Natürlich werden bei diesem Verfahren keine Flüsse aufgeteilt und es wird auch sichergestellt, dass, wenn ein Fluss basierend auf den Berechnungen an einem bestimmten Port ausgegeben wird, dieser Fluss immer den Network Packet Broker über denselben Port in der Zukunft.

Mittels eines konfigurierbaren Timeouts kann der Benutzer festlegen, wann ein Flow seine Zugehörigkeit zu einem Ausgabeport verliert. Im Wiederholungsfall wird dieser dann wieder regulär an die Teilnehmer der Load-Balancing-Portgruppe ausgegeben und sowohl durch die Lasterkennung im TX-Stream als auch mittels Hashwertbildung ermittelt, welcher Ausgabeport des Network Packet Broker ist derzeit am besten geeignet, um die Daten in das angeschlossene Analysesystem zu bringen.

Fazit

Es hat sich gezeigt, dass die Verteilung der eingehenden Datenlast mittels Load Balancing seit vielen Jahren eine effektive Methode zur Nutzung von Sicherheits-, Analyse- und Überwachungssystemen ist. Im Laufe der Jahre wurde dieser Prozess weiter verbessert und gipfelt im Dynamic Load Balancing der PacketLion-Serie.

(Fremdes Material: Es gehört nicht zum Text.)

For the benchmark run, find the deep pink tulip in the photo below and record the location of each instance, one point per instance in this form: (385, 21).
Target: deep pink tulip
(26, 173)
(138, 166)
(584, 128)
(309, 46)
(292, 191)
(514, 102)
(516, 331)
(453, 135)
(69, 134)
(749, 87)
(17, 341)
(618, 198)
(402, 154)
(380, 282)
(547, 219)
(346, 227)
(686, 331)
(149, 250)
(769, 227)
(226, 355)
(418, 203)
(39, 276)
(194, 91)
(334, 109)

Das ständige Nachverfolgen der Konfiguration hinsichtlich der Verteilung der einzelnen Sitzungen auf die angeschlossenen Systeme ist nicht mehr notwendig; dies übernimmt nun die Intelligenz des Network Packet Broker und ermöglicht dem Anwender, das volle Potenzial seiner Systeme auszuschöpfen und unnötige Ausgaben zu vermeiden.